Close this search box.

Medical School Applicants Get to Be a “DO for a Day”

Before coming to BCOM, first year student Emily Hanka attended a “DO for a Day” event at A.T. Still University School of Osteopathic Medicine in Mesa, Arizona. She spent a day shadowing a medical student and got her first introduction to Osteopathic Manipulative Medicine (OMM). She said the experience not only confirmed her desire to pursue osteopathic medicine, it opened her eyes to what it really takes to get through medical school.

“Everyone at A.T. Still was nice and welcoming. They answered all my questions and, to me, it said a lot about the school and the type of people that go there,” Hanka said. “When I came to BCOM, I could see that our students were the same way and I thought we should do something similar to reach out to people thinking of applying here so they can experience the culture, see the school firsthand, and find out it fits into their goals.”

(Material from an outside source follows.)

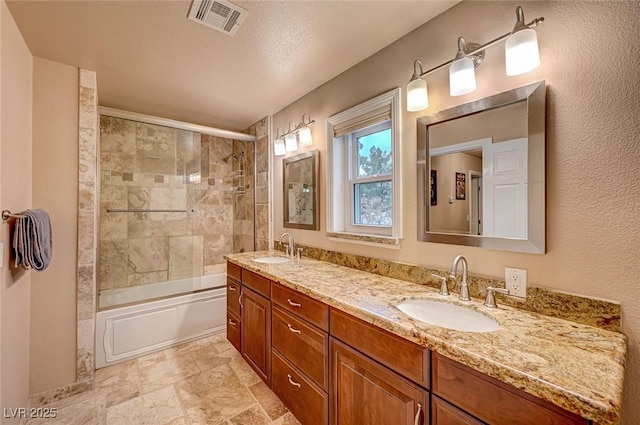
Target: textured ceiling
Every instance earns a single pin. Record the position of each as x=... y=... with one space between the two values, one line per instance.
x=151 y=59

Hanka, and other members of BCOM’s Student Osteopathic Medical Association (SOMA), decided to launch their own version of the DO for a Day program. The first event, held last December, drew in 13 students with medical school aspirations. The second event in March, was filled to the max capacity of 22 before it was even announced and there is already waitlist for the April event.

Hanka thinks students enrolled in BCOM’s community MCAT Prep Course and university advisors have been spreading the word. “When we did the first course we sent the online sign-up link to all the premed advisors in the region. Everyone’s pretty tech-savy these days and they must have been continuously checking the link for the next scheduled event because we opened it again for sign-ups and had over 25 people before we could even announce it.”

The program is geared toward premed students who are actively trying to get into medical school. Participants must be adults, but that is the only restriction. Each DO for a Day event is different as it depends on what classes are scheduled for that day. Participants arrive at 7:30 am and are matched with a BCOM first year student mentor. After classes, they get to hear from BCOM Admissions, tour the school, see an OMM demonstration, and experience the SIM Lab. There is even a time for the DO for a Day students to talk to the medical students about their med school interviews and listen to their BCOM mentor answer interviewees questions.

For the March event, students were in class from 8 am to 3 pm, learning about reproductive anatomy. The classroom schedule for the date of the April event is only from 8 am to 11 am, but Hanka said that’s all part of the experience. “Some days in medical school are ridiculously long and you want to poke your eyes out by the end of the day, but they need to know that if they want to make it here,” she said.

Brian Rodriguez, a student at UTEP, heard about DO for a Day through his university’s Medical Professions Organization. He said before this experience he didn’t realize that medical schools are either allopathic or osteopathic and that he’s seriously considering pursing osteopathic medicine, perhaps even at BCOM.

“I paid attention during the lectures and learned some neat material, even though the classes were pretty difficult,” Rodriguez added. “My BCOM mentor, Avery Neal, and a few friends were nice enough to share some suggestions on how to make note taking, homework, and the path to medical school easier.”

It’s exactly the experience Hanka hopes all the DO for a Day participants have. She plans to keep the program going and she envisions handing down “this amazing opportunity to gain leadership experience” to the next group of first year students with each incoming class.

“We’re doing this mostly as a service to those who want to be in our shoes, because we’ve all been where they are right now trying to get into medical school,” she said. “And also we want to market BCOM and show it off a little. We want good students to come to BCOM because if we get good students, we get good doctors in our community.”